The air that blew into Rachel's face as the door opened smelled like a three-day-old soup made of rotten meat and sour milk. There were piles of trash lining the corridor which were coated in congealed food, large rad-rats skittering between them squeaking to each other as if they were having a conversation about their new leader. Rachel shooed one away in disgust as it investigated her boot curiously, and it scampered away into the darkness with a disgruntled squeal.
"Sorry about that, boss," Gage said with a chuckle. "You get used to them after a while. Kinda cute in their own way, though, don't you think?"
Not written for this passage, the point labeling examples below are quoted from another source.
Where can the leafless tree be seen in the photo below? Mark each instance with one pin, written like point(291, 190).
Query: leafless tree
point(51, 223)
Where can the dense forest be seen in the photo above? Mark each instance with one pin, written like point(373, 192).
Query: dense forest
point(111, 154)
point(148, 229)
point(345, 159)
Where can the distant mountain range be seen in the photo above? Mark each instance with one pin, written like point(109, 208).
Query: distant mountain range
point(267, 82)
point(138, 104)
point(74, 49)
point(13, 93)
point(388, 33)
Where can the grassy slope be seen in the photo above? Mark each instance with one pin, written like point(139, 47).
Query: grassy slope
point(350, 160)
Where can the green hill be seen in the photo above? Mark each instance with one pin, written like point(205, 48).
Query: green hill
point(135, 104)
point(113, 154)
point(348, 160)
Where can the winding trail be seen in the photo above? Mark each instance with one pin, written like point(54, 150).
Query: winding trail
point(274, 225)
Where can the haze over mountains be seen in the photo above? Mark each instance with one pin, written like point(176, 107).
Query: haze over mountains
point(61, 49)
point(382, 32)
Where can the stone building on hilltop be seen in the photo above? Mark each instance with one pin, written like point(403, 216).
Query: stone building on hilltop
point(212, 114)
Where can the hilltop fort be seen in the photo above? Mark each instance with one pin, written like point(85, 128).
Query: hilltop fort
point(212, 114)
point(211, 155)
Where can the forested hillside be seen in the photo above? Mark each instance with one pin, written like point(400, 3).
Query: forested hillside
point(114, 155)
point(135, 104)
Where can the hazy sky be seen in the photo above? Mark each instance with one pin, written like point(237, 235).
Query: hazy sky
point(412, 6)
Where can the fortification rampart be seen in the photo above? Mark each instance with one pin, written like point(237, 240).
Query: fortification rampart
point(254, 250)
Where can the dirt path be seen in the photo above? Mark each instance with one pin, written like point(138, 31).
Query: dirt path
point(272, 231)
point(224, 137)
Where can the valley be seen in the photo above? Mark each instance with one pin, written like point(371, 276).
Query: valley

"Not the word I'd use," Piper muttered, before Gage gave her another searing glare.
"I ain't gonna tell you again: mind your mouth, girl," he said, scorn dripping off his words. "You know, I ain't known you for more than five minutes and you're already working my last nerve."
"I hope so," Piper said. "You don't scare me."
Gage turned around and deliberately stood nose-to-nose with her. "Maybe I don't, but the gang leaders ain't nearly as forgiving as me. So you better learn to hold your damn tongue, missy, or I promise you they'll cut it out and make you wear it round your neck."
"They can try," Rachel said, grabbing Gage by the corner of his armour and looking him directly in his single eye. "Let's get one thing straight right now, Gage. Anyone who touches my wife without my permission won't touch anything again, do you understand?"
"Completely, boss," Gage said, holding both hands up defensively. "Ain't gotta tell me twice. It's the gang leaders you gotta convince."
"And how do I do that?"
"You need to visit them on their home turf," Gage replied simply. "Find out what they want, how they see this working out, that kind of thing."
Rachel raised an eyebrow. "Wait," she began, "why do I have to go to them? They can come to me this evening if they want to get to know me. Make sure they know I want to see them at nine sharp."
"Say no more, boss," Gage said. "Anything else you need?"
"Just one thing," Rachel said, tapping her chin. "Got any cigars?"